To understand RFK Jr.'s rightward shift, we need to examine the Internet culture that fostered his growth—and which the Harris campaign ignored.

Maya Vinokour

Today 5:30 am

Joe Rogan and RFK Jr.(Getty Images)

On November 8, three days after the election, the tech millionaire and human longevity influencer Bryan Johnson tweeted a photo of himself with his arm draped around Robert F. Kennedy Jr. It was captioned “MAHA,” or “Make America Healthy Again,” the slogan Kennedy adopted when he joined forces with Donald Trump in August after ending his own presidential bid. Six days later, President-elect Trump, announced Robert F. Kennedy Jr. as his pick for secretary of health and human services. 

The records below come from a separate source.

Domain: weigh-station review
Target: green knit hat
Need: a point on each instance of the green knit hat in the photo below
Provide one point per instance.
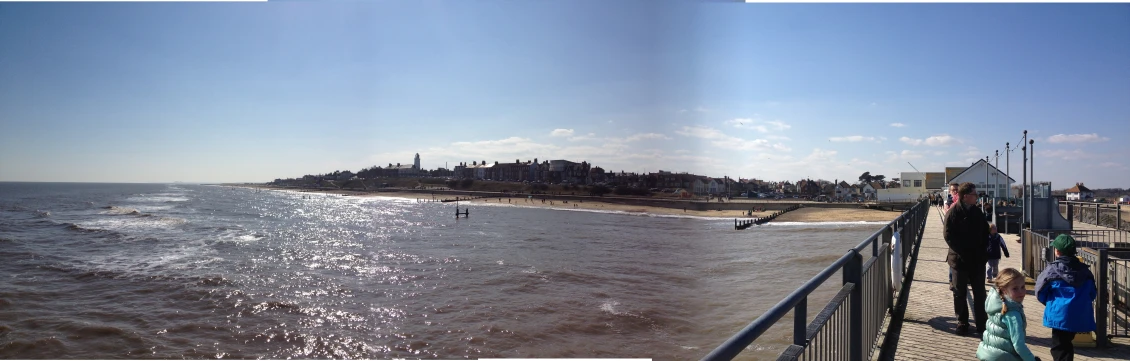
(1065, 243)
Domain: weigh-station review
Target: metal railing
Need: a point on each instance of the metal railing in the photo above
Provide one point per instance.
(1095, 213)
(848, 326)
(1118, 269)
(1110, 263)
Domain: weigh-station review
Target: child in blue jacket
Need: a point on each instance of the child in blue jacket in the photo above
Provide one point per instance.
(996, 246)
(1067, 290)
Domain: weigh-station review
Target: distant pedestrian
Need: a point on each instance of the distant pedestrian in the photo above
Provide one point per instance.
(953, 198)
(966, 234)
(1067, 290)
(1006, 331)
(996, 246)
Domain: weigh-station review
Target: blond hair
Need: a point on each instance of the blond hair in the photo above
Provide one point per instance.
(1006, 277)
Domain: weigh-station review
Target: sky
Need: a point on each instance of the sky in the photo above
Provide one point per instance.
(253, 92)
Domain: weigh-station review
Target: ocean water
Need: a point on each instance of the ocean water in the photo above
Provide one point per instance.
(92, 271)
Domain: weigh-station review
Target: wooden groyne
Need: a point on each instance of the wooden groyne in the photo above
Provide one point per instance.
(464, 198)
(759, 221)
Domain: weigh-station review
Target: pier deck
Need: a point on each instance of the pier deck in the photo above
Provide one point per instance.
(928, 328)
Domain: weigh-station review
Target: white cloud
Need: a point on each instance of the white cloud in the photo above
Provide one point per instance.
(902, 156)
(761, 126)
(971, 152)
(853, 138)
(1067, 155)
(720, 139)
(933, 142)
(1077, 138)
(645, 136)
(584, 137)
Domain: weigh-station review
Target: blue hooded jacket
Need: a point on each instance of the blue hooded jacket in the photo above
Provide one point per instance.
(1067, 290)
(996, 246)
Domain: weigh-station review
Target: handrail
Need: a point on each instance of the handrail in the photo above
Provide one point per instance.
(746, 336)
(911, 223)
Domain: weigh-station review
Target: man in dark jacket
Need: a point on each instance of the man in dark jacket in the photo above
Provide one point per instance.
(1067, 290)
(967, 234)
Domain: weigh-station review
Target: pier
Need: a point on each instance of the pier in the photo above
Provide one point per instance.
(759, 221)
(927, 329)
(877, 317)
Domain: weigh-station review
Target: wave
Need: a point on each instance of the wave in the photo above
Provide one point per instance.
(159, 198)
(824, 223)
(116, 209)
(50, 347)
(88, 229)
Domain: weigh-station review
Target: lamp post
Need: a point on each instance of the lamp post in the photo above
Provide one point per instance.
(1024, 181)
(1032, 160)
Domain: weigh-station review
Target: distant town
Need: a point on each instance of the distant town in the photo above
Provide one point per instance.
(535, 175)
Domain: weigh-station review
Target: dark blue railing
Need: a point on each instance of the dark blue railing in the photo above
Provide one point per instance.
(850, 323)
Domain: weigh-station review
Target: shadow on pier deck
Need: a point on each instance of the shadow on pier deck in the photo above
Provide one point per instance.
(927, 329)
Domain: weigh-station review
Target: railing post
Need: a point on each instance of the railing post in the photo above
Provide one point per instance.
(1101, 314)
(800, 323)
(1024, 254)
(1070, 216)
(853, 274)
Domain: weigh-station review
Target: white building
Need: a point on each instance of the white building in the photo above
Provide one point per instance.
(1079, 192)
(990, 180)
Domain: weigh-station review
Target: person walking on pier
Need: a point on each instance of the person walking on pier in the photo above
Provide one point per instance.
(1006, 331)
(966, 233)
(996, 246)
(953, 198)
(1067, 290)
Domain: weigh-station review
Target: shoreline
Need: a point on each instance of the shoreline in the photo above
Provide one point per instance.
(805, 214)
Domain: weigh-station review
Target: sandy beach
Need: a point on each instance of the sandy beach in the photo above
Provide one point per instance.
(807, 214)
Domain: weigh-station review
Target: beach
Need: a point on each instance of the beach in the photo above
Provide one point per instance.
(813, 212)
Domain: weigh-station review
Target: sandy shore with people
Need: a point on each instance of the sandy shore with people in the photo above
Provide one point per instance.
(807, 214)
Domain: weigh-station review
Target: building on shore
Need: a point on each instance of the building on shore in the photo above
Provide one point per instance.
(1079, 192)
(991, 182)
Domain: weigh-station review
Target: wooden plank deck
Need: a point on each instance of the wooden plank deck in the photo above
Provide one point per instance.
(928, 328)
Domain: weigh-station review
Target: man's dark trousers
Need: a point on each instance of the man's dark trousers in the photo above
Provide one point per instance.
(965, 277)
(1062, 350)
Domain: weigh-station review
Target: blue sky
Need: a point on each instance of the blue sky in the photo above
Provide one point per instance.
(252, 92)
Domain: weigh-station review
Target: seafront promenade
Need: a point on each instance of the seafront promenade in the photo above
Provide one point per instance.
(927, 332)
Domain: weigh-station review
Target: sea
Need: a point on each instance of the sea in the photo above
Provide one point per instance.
(111, 271)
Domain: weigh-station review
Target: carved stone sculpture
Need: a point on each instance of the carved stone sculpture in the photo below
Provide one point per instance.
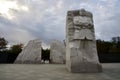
(57, 52)
(81, 53)
(31, 54)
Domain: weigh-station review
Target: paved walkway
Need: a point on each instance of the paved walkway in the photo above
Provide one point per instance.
(55, 72)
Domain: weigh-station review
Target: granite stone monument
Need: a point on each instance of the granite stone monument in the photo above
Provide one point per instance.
(81, 52)
(57, 52)
(31, 54)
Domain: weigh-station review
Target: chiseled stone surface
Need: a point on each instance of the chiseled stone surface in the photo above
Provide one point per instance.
(55, 72)
(81, 53)
(31, 53)
(57, 52)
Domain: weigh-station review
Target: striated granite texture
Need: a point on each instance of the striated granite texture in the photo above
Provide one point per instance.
(81, 53)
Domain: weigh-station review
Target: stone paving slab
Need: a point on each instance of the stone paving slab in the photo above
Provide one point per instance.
(55, 72)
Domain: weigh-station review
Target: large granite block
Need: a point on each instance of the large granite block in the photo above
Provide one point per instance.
(81, 52)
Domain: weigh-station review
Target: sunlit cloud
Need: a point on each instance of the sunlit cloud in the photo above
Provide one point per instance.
(7, 6)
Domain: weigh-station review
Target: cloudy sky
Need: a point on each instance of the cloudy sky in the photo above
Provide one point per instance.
(24, 20)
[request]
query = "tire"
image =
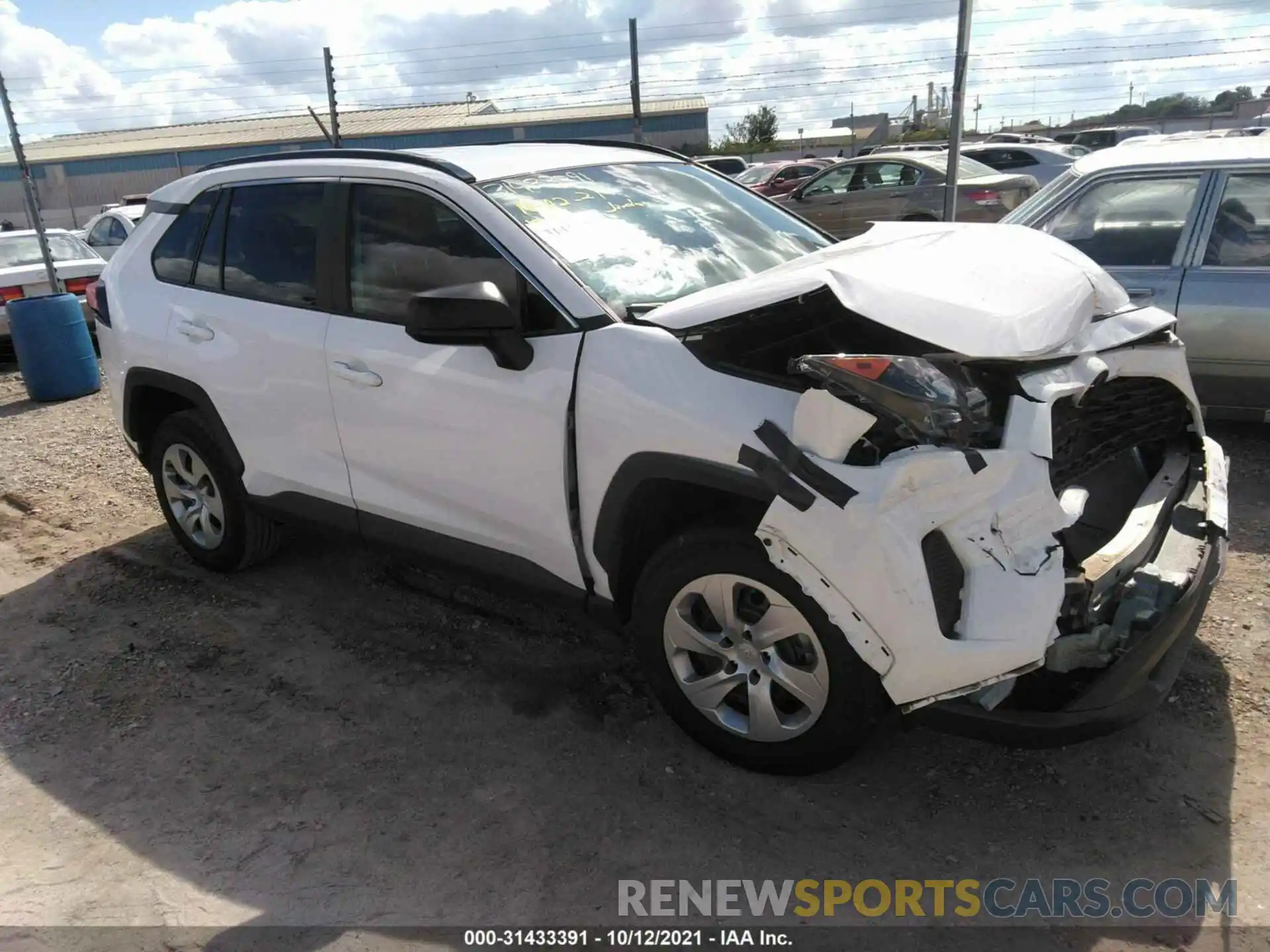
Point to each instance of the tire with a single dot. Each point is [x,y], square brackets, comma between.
[226,534]
[803,740]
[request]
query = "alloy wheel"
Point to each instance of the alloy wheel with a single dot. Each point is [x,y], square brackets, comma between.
[193,496]
[746,658]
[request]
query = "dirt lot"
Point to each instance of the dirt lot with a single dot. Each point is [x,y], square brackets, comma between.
[338,739]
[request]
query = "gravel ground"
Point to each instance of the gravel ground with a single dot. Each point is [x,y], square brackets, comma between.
[337,738]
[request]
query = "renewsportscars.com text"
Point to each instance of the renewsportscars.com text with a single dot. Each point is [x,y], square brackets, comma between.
[910,899]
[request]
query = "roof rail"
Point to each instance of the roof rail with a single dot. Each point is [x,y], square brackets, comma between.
[386,155]
[613,143]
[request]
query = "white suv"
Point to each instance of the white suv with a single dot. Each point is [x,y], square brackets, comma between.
[937,463]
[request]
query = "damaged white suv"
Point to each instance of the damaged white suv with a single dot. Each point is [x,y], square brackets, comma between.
[818,481]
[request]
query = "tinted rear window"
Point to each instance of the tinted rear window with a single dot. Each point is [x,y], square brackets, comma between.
[173,258]
[271,243]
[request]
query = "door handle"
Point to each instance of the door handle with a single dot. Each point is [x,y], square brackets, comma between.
[196,332]
[364,379]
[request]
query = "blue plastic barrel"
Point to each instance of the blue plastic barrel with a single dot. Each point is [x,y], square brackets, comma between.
[55,350]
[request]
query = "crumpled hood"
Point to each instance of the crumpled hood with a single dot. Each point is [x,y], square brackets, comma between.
[984,291]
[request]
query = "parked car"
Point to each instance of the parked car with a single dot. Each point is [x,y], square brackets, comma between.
[1042,161]
[778,178]
[22,268]
[1185,226]
[1017,138]
[730,165]
[108,230]
[1108,138]
[846,198]
[609,372]
[912,147]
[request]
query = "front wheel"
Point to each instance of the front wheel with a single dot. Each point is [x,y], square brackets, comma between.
[745,662]
[202,496]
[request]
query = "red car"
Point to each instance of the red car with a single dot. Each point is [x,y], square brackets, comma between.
[778,178]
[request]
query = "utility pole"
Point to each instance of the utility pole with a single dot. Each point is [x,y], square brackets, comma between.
[331,98]
[28,190]
[956,120]
[635,111]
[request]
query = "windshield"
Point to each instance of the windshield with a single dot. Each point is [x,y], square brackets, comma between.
[23,249]
[650,233]
[756,175]
[966,168]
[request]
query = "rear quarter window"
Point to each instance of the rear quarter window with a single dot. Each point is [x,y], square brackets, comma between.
[173,258]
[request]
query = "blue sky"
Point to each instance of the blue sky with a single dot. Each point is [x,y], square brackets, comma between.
[87,65]
[81,22]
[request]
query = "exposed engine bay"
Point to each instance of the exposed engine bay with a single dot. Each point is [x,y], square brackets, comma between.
[1074,512]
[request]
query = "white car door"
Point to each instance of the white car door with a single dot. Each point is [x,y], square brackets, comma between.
[444,448]
[245,325]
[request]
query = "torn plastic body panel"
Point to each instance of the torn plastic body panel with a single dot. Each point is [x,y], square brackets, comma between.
[1042,588]
[984,292]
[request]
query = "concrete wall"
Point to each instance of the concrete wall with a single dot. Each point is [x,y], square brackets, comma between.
[73,192]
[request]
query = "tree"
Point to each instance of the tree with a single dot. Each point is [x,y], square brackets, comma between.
[1228,98]
[756,128]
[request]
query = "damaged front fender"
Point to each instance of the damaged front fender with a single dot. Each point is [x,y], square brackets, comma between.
[951,571]
[865,564]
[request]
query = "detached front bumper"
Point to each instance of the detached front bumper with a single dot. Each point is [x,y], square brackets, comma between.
[952,574]
[1127,691]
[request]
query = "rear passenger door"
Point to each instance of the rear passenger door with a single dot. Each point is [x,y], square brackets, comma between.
[1224,309]
[446,450]
[1140,227]
[879,192]
[248,327]
[822,200]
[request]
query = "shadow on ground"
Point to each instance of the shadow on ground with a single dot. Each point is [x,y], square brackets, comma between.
[337,742]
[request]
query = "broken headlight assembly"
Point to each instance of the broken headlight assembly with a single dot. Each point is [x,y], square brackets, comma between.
[916,400]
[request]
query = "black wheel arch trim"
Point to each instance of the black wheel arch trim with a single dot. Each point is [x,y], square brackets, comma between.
[160,380]
[639,469]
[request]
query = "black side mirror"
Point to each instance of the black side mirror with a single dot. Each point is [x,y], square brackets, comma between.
[470,314]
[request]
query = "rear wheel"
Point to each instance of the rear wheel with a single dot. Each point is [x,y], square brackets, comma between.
[202,496]
[745,662]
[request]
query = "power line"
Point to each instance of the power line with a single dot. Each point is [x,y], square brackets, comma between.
[619,48]
[653,66]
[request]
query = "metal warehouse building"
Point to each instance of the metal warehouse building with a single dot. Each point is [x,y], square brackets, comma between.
[77,175]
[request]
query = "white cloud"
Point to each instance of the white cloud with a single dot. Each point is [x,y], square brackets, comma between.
[810,60]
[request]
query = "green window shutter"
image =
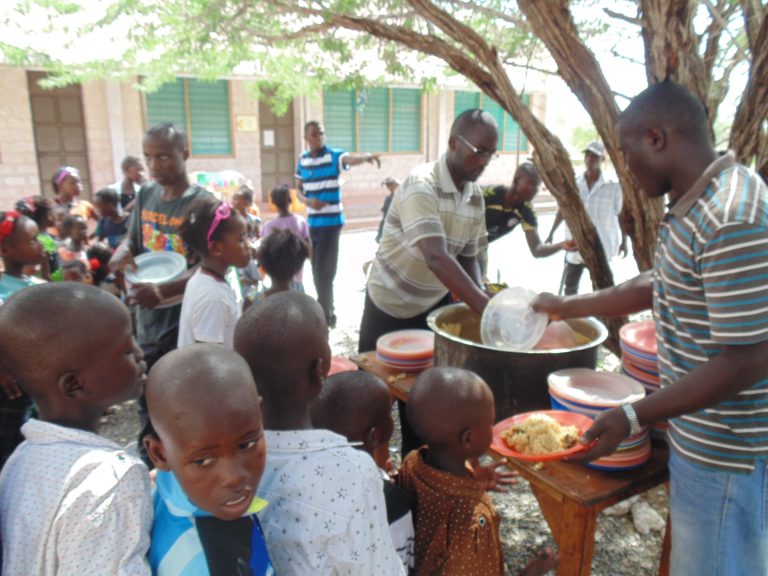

At this point, it should not be surprising that the man who may soon oversee Medicare would pose with a niche wellness influencer. Johnson, who made his millions on payment-processing apps, has become notorious for spending millions of dollars a year on interventions like young-blood transfusions, 100 daily supplements, and something called “penis rejuvenation” in a quest to become 18 again. He may lack Kennedy’s name recognition across generations and demographics, but the two men share key values: a commitment to personal health “optimization” and a skepticism toward mainstream medicine and Big Pharma. Most importantly, both exist within an ecosystem of New Age influencers that has for years drifted steadily rightward.

In 2016, Trump’s electoral success was famously boosted by an alt-right “meme army” of disaffected young men drawn from poorly moderated message boards like 4Chan and Reddit’s r/The_Donald. Through incessant posting, these anonymous online warriors helped drum up conservative and reactionary support for Trump. Since that time, his online base has only expanded and diversified: Young men, 56 percent of whom voted for Trump in 2024, have proven especially susceptible to the pull of right-wing Internet influencers. Many of their heroes are enmeshed in health-and-wellness discourse, even if their main brand is misogyny (Andrew Tate), tech (Elon Musk), or even “Judeo-Christian” family values (Ben Shapiro).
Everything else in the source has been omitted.